Battle Royale: The Novel

Koushun Takami
In an alternative future Japan, junior high students are forced to fight to the death! L to R (Western Style). Koushun Takami's notorious high-octane thriller is based on an irresistible premise: a class of junior high school students is taken to a deserted island where, as part of a ruthless authoritarian program, they are provided arms and forced to kill one another until only one survivor is left standing. Criticized as violent exploitation when first published in Japan--where it then proceeded to become a runaway bestseller--Battle Royale is a Lord of the Fliesfor the 21st century, a potent allegory of what it means to be young and (barely) alive in a dog-eat-dog world. Made into a controversial hit movie of the same name, Battle Royale is already a contemporary Japanese pulp classic, now available for the first time in the English language. A group of high school students are taken to small isolated island and forced to fight each other until only one remains alive! If they break the rules a special collar blows their heads off. Koushun Takami's brutal, high-octane thriller is told in breathless. blow-by-blow fashion. Battle Royale is a contemporary Japanese pulp classic now available for the first time in English.


Reviewed: 2016-10-31
"The blood oozed down his sleave to the Colt .45. and then began dripping from the tip of the gun in a thin line, landing in a pile of moldy leaves by his feat without a sound."

BATTLE ROYALE is overtly violent, graphic, bloody and utterly terrifying. For 42 school kids aged around 15, an ill fated bus ride leads them to their grave; participants in the latest Government controlled ‘Program’. Placed on an island with one simple instruction ‘kill to win’. With only 1 winner allowable, it takes no time for the bodies to start piling up.

Commonly compared to HUNGER GAMES, more so for the inspiration rather than exact copycat, BATTLE ROYALE is more contained with isolation the key to its horrors. There isn’t an emphasis on entertainment, rather a pure unadulterated evil cast by a corrupt and cruel Government. The plot doesn’t deviate too much from the simple survival horror genre with only momentary glimpses of a broader design mentioned (re Shinji’s aim).

BATTLE ROYLE, despite having a cast of 43 (42 student (equal parts male and female) and a sadistic Program operative), managed to be well rounded and surprising deep towards the characterisation of the school kids pitted against one another until their death. However, 5 characters come to mind, with both Shuya and Noriko the central protagonists and semi love interest (for which much of the story revolves), Shogo, a bad guy misunderstood, Mitsuko, a beauty with a past born of abuse and a body put to work to fatten her purse (previously) and chance of survival (seductive techniques against the weaker minded males), and Zakuo, a fierce and emotionally depraved young man who’s only goal is to cut down as many classmates as possible.

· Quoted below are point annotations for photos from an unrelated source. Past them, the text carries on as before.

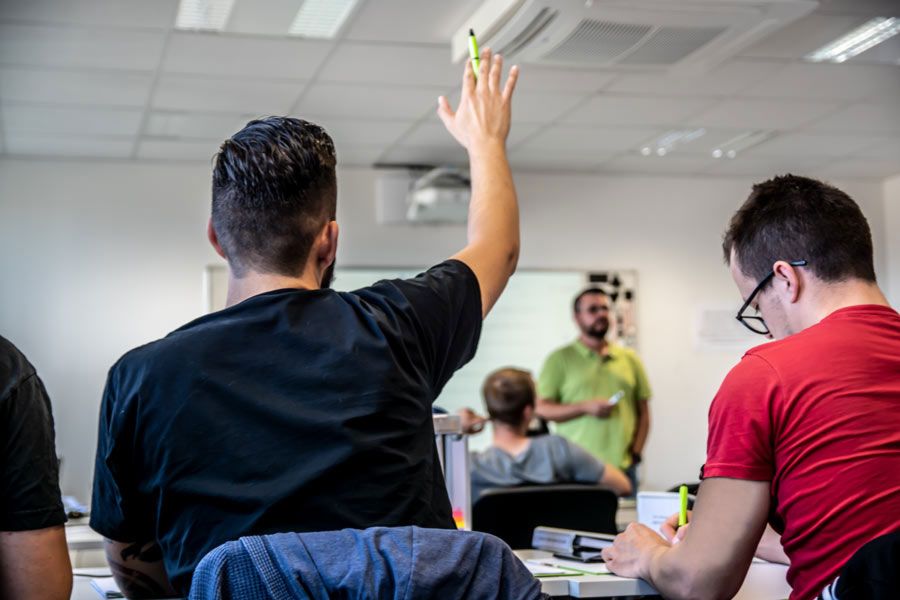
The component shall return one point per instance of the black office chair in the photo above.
(512, 513)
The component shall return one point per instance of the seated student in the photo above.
(34, 559)
(517, 459)
(298, 408)
(805, 431)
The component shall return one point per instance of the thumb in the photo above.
(444, 111)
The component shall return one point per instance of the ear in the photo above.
(789, 279)
(528, 413)
(328, 243)
(214, 239)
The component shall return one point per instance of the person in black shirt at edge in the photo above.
(298, 408)
(34, 559)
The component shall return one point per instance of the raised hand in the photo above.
(484, 110)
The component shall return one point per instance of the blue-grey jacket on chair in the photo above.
(397, 563)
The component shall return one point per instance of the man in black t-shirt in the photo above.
(34, 560)
(298, 408)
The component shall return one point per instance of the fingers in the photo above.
(485, 66)
(445, 112)
(510, 83)
(496, 71)
(468, 78)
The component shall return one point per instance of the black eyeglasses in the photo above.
(755, 323)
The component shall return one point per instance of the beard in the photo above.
(327, 277)
(597, 331)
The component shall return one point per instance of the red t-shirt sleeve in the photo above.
(740, 443)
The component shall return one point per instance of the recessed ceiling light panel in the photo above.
(321, 18)
(857, 41)
(203, 15)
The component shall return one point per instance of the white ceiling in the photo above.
(113, 79)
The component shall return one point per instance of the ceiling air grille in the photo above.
(596, 42)
(668, 45)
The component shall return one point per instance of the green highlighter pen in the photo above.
(682, 514)
(473, 53)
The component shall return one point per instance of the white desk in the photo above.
(764, 580)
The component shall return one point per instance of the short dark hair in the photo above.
(798, 218)
(274, 187)
(506, 394)
(586, 292)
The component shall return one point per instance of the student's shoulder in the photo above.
(14, 367)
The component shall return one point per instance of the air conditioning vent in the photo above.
(690, 35)
(598, 42)
(668, 45)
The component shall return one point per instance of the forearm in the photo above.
(34, 565)
(493, 225)
(770, 547)
(558, 412)
(679, 572)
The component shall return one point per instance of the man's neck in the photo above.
(511, 439)
(253, 284)
(598, 345)
(831, 297)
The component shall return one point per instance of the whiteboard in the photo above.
(532, 318)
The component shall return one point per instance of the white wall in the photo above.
(892, 239)
(96, 258)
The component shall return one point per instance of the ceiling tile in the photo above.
(534, 107)
(81, 47)
(643, 111)
(183, 92)
(593, 140)
(667, 165)
(804, 144)
(420, 21)
(533, 78)
(70, 120)
(361, 132)
(262, 17)
(868, 117)
(367, 101)
(433, 133)
(243, 56)
(762, 114)
(532, 159)
(74, 87)
(359, 156)
(159, 14)
(194, 125)
(38, 144)
(763, 167)
(888, 148)
(178, 150)
(727, 79)
(868, 168)
(391, 64)
(828, 81)
(426, 155)
(805, 35)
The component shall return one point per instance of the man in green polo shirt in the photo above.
(597, 392)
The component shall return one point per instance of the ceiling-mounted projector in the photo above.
(440, 196)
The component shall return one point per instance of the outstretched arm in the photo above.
(34, 565)
(481, 124)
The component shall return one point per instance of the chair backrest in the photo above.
(512, 513)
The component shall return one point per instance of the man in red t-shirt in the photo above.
(804, 432)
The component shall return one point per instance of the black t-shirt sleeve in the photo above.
(114, 511)
(29, 469)
(443, 306)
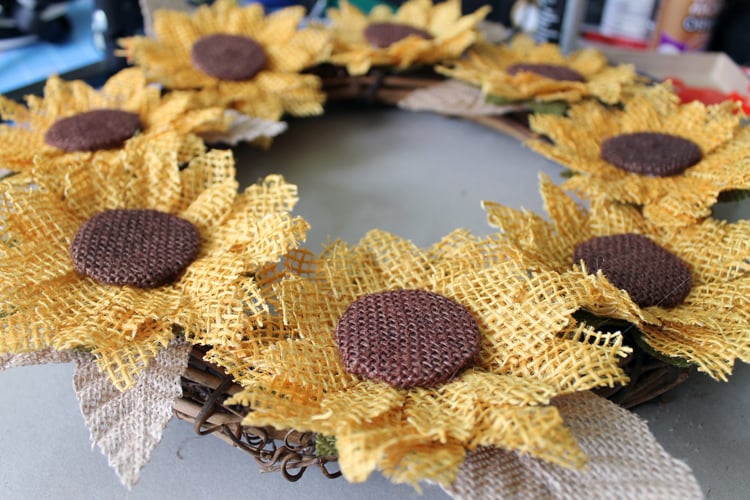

In amongst the gore lays a couple of budding love stories, used more as coping mechanisms by the teens rather than serious encounters of the heart. In typical teen fashion, some characters express and discuss their potential love interests during their downtime when in hiding from others. I thought the corny adolescent love obsession was justified insofar as it portrayed the school kids in a manner true to their age rather than the simpleminded violent psychopaths the ‘Program’ wanted them to be. Takami’s approach to instil the sense of youthful hope over the senseless abandonment of life throughout the death match provided a soft contrast to the hard and bloody story.

The edition I read contained a forward by one of my favourite authors in Max Allan Collins who discussed the reason for the movie adaptation’s less than mainstream distribution while the end extras include a discussion with the film’s director and an interesting conversation with the author, Koushun Takami.

BATTLE ROYALE is a must read for any book lover, particularly those who enjoy the darker side of fiction. Absolutely fantastic – 5 stars.